You have the right to access your data. As an active Authentication Token holder, you can view your data in My Profile within CIS2 and CIS. If you can no longer access CIS2 and CIS for any reason, please contact your local RA. Once you are no longer working in healthcare, you can make a subject access request to NHS England (see contact details below).

You have the right to rectify inaccuracies in your data.
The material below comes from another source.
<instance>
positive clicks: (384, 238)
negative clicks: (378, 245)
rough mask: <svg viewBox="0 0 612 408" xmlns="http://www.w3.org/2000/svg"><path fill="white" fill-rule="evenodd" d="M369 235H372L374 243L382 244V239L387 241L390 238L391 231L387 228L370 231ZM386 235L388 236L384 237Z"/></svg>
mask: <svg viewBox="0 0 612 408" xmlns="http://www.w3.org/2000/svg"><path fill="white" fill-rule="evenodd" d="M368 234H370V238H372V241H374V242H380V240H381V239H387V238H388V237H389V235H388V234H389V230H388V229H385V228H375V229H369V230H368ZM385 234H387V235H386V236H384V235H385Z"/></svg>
You should update your own contact details within My Profile in CIS2 and CIS. In case of difficulties, if your personal details have changed or you need to make other amendments, please contact your local RA.

You have the right to complain (see the contact details below).

You do not have the right to erase your data, object to it being recorded, transport it elsewhere, withdraw consent to its capture or use, or restrict its processing. This is because the capture and processing of this data is necessary for a statutory requirement and the provision of the service. NHS England is also legally bound to record this data. Once you leave health and social care, your local RA will close your user profile and remove your access, although will retain personal data as detailed in section 7 above. This may be reopened if you return to working within health and social care. 

For all operational enquiries, including Authentication Token and access assignment, always contact your local RA contact your local RA.

To ask any question or make a complaint about how your data is used, you can contact NHS England on 0300 303 5678 (9am to 5pm Monday to Friday excluding bank holidays) or email [email protected]

You can also write to:

Data Protection Officer
NHS England
The Leeds Government Hub
7 & 8 Wellington Place
Leeds
LS1 4AP

If you have concerns or complaints about our information rights practices, you can report them to the Information Commissioner’s Office on 0303 123 1133 (9am to 5pm Monday to Friday excluding bank holidays) or use live chat at ICO concerns.

You can also write to:

Information Commissioner’s Office
Wycliffe House
Water Lane
Wilmslow
Cheshire
SK9 5AF

Our privacy notice may change from time to time. The latest version of our privacy notice will be published here and is accessible through your CIS2 / CIS account. If we make any material changes to our privacy notice we will inform you through your CIS2 / CIS account and we will also send an email notification to all RA managers.